I go first to the house where Aunt Jane and Uncle Lewis have lived for more than 20 years. Old and faded, it’s been added onto so many times the original building is barely discernible. The porch sags and the kitchen linoleum is uneven in places, but that isn’t noticed when we sit there on summer evenings, absorbed in a game of dominoes.
I especially love mornings in this house – I wake to the sound of my aunt’s footsteps in the kitchen, and to the smell of sausages and pancakes. And there is always a bowl of fresh fruit beside each plate raspberries, peaches, or the famous Michigan cherries. When breakfast is ready, Aunt Jane stands under the grate in the living room ceiling to call me down.

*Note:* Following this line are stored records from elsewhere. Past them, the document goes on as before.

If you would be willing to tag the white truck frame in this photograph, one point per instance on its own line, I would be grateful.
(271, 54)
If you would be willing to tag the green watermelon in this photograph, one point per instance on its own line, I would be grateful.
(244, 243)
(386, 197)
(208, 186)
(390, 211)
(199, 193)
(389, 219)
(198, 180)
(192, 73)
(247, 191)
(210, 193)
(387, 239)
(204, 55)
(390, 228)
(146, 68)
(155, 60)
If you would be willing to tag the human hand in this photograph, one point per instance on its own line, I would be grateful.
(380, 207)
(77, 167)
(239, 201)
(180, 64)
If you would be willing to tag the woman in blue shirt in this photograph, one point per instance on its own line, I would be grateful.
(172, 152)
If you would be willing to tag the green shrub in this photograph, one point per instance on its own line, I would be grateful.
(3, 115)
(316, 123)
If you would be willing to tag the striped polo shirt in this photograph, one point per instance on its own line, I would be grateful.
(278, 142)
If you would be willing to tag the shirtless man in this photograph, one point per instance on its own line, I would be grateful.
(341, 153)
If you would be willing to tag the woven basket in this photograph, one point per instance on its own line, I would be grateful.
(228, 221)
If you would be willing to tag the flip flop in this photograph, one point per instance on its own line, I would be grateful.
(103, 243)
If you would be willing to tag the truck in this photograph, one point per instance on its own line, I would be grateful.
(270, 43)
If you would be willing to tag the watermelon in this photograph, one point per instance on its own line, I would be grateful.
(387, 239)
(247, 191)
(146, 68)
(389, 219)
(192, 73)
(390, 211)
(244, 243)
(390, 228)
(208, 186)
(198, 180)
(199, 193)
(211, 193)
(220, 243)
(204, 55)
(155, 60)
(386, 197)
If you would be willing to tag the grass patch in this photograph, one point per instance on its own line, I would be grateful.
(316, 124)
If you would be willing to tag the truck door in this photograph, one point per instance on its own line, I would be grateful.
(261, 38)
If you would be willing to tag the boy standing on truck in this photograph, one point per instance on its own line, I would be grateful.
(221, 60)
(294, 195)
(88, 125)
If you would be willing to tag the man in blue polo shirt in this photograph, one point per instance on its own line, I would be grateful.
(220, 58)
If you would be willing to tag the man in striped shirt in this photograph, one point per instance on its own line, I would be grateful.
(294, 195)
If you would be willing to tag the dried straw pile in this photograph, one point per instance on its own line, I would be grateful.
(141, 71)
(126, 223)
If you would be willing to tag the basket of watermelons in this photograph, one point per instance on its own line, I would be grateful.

After breakfast Uncle Lew walks the half mile or so to the shop, and sometimes I walk with him. As he points out the house where my great-grandparents, Percy and Mary Reed, lived almost 100 years ago, I wonder: what kind of people were they? Did they love Beulah as much as I do?

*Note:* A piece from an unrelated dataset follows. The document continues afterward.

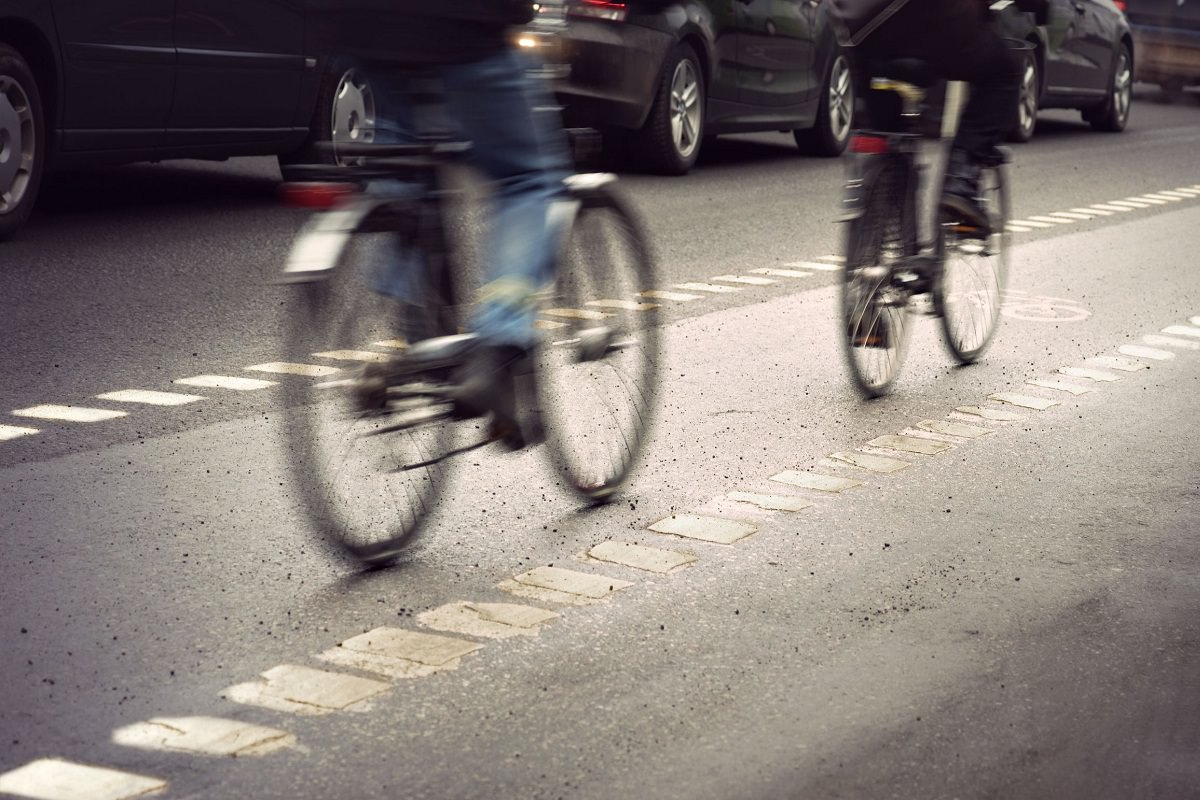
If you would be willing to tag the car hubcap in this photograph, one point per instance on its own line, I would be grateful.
(685, 109)
(354, 109)
(17, 142)
(841, 98)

The shop (“Reedcraft Weavers – Handwoven Goods”) is a huge whitewashed barn that is set back from the main road on a circular gravel driveway. My grandfather, Maurice L. Reed, began weaving as a hobby in the 1940s, and displayed his woven rugs at a roadside stand. Now the business is carried on by his son-in-law. As I step down into the shop, blinking in the dim coolness, I can hear the loom’s rhythmic thump-jangling in the background. As I wander among the piled rows of rugs and placemats, I feel a definite pride in belonging to this family.
Some mornings I’ll hop into my car and drive along the north shore of Crystal Lake to Point Betsie, on Lake Michigan. I’ll sit in the shade of the lighthouse, leaning against a piece of driftwood to write a letter. Two freighters are steaming past headed perhaps toward Manistee or Sault St. Marie. The waves pound against the shore and I feel altogether contented.
On the day before I leave, I climb the big hill to Benzonia. Here is the graveyard where three generations of Reeds are buried. As I settle myself on the crest of a hill and look across the valley, I think of what John Bunyan wrote in Pilgrim’s Progress:
“…and entering into the Country of Beulah, whose air was very sweet and pleasant, they solaced themselves there for a season. In this country the Sun shineth night and day; here they were within sight of the City they were going to, because it was upon the borders of Heaven.”